I had an epiphany standing on the White House lawn as an intern for the Clinton Administration in the summer of 1999. Politicians lie. He was giving a speech about how tax cuts stimulate the economy (A Keynesian idea that has made it into the public consciousness) but then uses some sophistry to draw the diametrically opposite conclusion to what is taught in any intro macroeconomics class. I concluded that all politicians play with the truth all the time. That in some sense this is inevitable, given the limited attention span of the public who don't have time to listen to fully articulated argumentation, and the fact that at the end of the day, truth and reason are likely subjective (I am sympathetic with Foucault and post-modernism on this point).

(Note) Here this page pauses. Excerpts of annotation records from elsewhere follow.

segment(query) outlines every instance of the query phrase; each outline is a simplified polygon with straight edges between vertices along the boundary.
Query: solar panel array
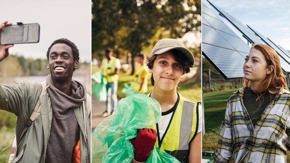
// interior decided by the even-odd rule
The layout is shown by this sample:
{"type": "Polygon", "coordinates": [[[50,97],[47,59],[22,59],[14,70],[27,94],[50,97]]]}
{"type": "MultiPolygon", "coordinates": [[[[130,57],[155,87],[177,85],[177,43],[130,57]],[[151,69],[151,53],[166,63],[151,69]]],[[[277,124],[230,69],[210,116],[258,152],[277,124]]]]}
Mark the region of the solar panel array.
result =
{"type": "MultiPolygon", "coordinates": [[[[274,43],[274,42],[273,42],[272,41],[271,41],[271,40],[270,39],[269,39],[269,38],[268,38],[268,39],[269,39],[269,40],[270,41],[271,41],[271,42],[272,42],[273,43],[274,43],[274,44],[275,43],[274,43]]],[[[285,52],[286,52],[286,53],[288,55],[288,56],[290,56],[290,52],[289,52],[289,50],[286,50],[286,49],[284,49],[283,47],[282,47],[282,46],[280,46],[280,45],[278,45],[278,46],[279,46],[279,48],[283,50],[284,50],[283,51],[285,51],[285,52]]]]}
{"type": "Polygon", "coordinates": [[[258,32],[257,33],[254,32],[253,32],[252,30],[247,27],[242,22],[211,2],[209,0],[207,0],[207,1],[222,16],[228,20],[250,42],[254,43],[266,44],[275,50],[279,56],[282,69],[286,72],[290,72],[290,58],[279,48],[264,36],[260,34],[257,34],[258,32]],[[256,35],[255,34],[254,32],[256,33],[256,35]]]}
{"type": "Polygon", "coordinates": [[[250,48],[202,4],[202,54],[226,79],[244,77],[243,65],[250,48]]]}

So I should be sympathetic to Al Gore's new book, the Assault on Reason, which seems to make much the same point, except for one major difference, Al Gore holds himself above it all, he claims he is the exception, and while he professes the problem is universal, focuses his attack on the Bush administration.
The frustrating irony is in order to make his point that politicians today use half-truths, false facts and innuendo, Gore himself uses half-truths, false facts and innuendo.

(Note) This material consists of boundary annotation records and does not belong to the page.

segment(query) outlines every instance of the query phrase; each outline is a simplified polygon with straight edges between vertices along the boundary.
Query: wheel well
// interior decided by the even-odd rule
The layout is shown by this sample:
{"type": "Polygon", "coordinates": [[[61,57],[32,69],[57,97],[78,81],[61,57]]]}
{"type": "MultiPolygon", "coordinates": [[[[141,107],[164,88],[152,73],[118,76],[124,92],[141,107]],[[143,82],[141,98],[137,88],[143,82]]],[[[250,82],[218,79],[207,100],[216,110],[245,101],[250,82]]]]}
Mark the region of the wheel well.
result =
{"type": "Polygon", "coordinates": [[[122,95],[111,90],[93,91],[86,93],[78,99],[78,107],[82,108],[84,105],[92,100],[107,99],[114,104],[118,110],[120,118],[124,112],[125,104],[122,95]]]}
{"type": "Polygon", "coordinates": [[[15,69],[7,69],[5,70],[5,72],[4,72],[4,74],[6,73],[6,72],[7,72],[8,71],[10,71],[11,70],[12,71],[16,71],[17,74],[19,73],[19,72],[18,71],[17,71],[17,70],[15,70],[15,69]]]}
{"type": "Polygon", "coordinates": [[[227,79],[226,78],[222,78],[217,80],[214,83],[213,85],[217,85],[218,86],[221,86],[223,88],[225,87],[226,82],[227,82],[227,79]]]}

So I haven't read the book yet, but I have read an extended excerpt in Time magazine, as well as long fawning interviews in the NY Times, Time, Charlie Rose, etc., none of whom question his facts, even when they are wrong.

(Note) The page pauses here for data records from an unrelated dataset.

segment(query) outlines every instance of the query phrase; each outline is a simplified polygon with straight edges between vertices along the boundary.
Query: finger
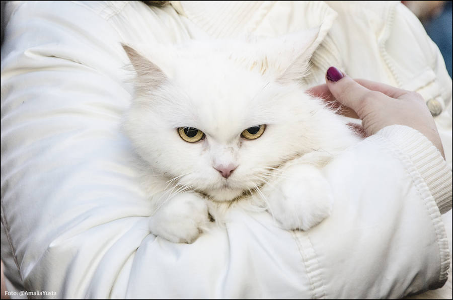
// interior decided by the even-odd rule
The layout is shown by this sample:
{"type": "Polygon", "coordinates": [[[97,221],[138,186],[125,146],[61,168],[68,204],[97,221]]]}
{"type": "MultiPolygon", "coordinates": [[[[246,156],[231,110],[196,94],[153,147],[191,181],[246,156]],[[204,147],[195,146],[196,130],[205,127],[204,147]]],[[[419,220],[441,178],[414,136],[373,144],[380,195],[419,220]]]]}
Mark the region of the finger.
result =
{"type": "Polygon", "coordinates": [[[358,118],[358,116],[354,110],[343,105],[335,100],[335,97],[330,92],[330,90],[329,90],[329,88],[327,87],[327,85],[326,84],[313,87],[307,90],[306,92],[312,96],[322,99],[329,108],[334,110],[338,114],[350,118],[358,118]]]}
{"type": "Polygon", "coordinates": [[[360,117],[360,108],[367,97],[376,93],[359,85],[352,78],[331,66],[326,76],[327,87],[337,101],[350,107],[360,117]]]}
{"type": "Polygon", "coordinates": [[[354,79],[354,80],[368,90],[381,92],[383,94],[385,94],[392,98],[398,98],[404,94],[407,94],[407,91],[405,90],[395,88],[385,84],[382,84],[365,79],[354,79]]]}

In his excerpt, one of the only facts Gore uses is a statistic about how much television Americans watch, and blames television for the decline in national discourse, but ignores the fact that TV watching is in fact declining in America. And he goes with a wildly incorrect calculation that Americans devote 3/4 of their free time watching television.
He also cites as an example of Bush's perfidy, that 50% of Americans still think Sadaam Hussein helped perpetrate 9/11. He does not cite the survey that finds nearly as many Democrats who believe that George Bush perpetrated 9/11 (one of many such surveys is here). Yes, people are egregiously uninformed, but it is not just Bush who is responsible.
Gore cites the Bush administration's lies about climate change, and yet as someone who had to approve nearly everything the administration said about climate change in the past year, I would disagree. And the inconvenient truth is that even the New York Times reports that Gore's much lauded film includes many factual errors and false innuendo, but that story has been largely ignored.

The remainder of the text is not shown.